Pilatus steht vor einem Dilemma: Er weiß genau - und Herodes hat es bestätigt -, dass dieser Nazarener unschuldig ist, wogegen die neidischen Hohenpriester der Juden die Todesstrafe fordern. Wenn Pilatus sich nicht darauf einlässt, droht ein möglicher Aufstand des Volkes, der seinem Ansehen in Rom schaden könnte. Wie kann er also den Prozess gegen Jesus beenden und die Ankläger dennoch zufriedenstellen?

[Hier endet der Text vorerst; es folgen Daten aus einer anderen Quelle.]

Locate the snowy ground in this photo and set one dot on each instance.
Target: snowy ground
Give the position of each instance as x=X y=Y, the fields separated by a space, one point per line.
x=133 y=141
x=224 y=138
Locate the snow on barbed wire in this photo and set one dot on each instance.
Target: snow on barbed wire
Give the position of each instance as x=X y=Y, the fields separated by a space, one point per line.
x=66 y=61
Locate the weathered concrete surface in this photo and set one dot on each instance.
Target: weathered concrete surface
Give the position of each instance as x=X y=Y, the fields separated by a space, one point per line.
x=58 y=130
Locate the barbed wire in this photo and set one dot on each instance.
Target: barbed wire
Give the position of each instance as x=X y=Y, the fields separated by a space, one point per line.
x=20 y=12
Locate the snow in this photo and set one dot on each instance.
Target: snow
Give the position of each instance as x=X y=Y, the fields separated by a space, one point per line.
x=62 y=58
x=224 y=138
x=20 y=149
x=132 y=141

Als Pilatus deutlich macht, dass er Jesus „freilassen“ will (Lukas 23,16), fordert die Volksmenge, dass er ihnen das gewohnte Privileg gewährt, einen Gefangenen ihrer Wahl freizugeben. Darin sieht Pilatus offensichtlich eine Chance, kein unschuldiges Blut vergießen zu müssen. Ihm ist zudem bewusst, dass sich das jüdische Volk nach einem eigenen König sehnt. Deshalb bietet er ihnen gleich den „König der Juden“ an, den er politisch für harmlos hält.
Außer Jesus käme nur noch ein weiterer Gefangener für diese außergewöhnliche Begnadigung in Frage: Barabbas („Sohn des Vaters“), ein Aufrührer und Mörder. Auf wen wird die Wahl fallen?